In all seriousness though I just found out the dog pissed in my bed it'd be nice to crash somewhere other than my couch while my piss soaked bedding is in the washer
Why on earth are you answering my texts promptly? Thought for certain you'd be caught up in some ridiculous orgy by this time.
I'm that good.
I save people's lives for a living, but I want to ruin his marriage.
We've had the 'life would be so much better if we were both lesbians' conversation too much for that to be okay.
does it still count as break up sex if it's 4 months later? sorry i'm just looking for an excuse to fuck him.
I just used 'come play with my balls' as a legitimate booty call attempt. And it worked.
Let me begin my 3 part apology by saying that you are a wonderful human being...
And apparently midway I said "hurry up and finish so we can talk about what a bad idea this was"
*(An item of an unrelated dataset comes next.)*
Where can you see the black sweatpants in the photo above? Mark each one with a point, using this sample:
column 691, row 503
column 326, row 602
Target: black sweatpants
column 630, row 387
I just tried to eat one of my ear plugs, thinking it was a cheese curl. I need it to be break RIGHT NOW.
He wanted to feed hamburgers to the homeless... as a first date... who the fuck is this kid
trying to figure out what happened last night by looking around the apartment.
naked man under the piano. THE PLOT THICKENS.
Went home w the NY Islander in a NY Rangers jersey, needless to say he was pissed
Handcuffs. Recoverd. I'm a goddamn detective.
If you don't see me at the bar tomorrow night, I was most likely captured by the communists.
See I insist I'm not a groupie and then I say things like "will bang for a backstage pass".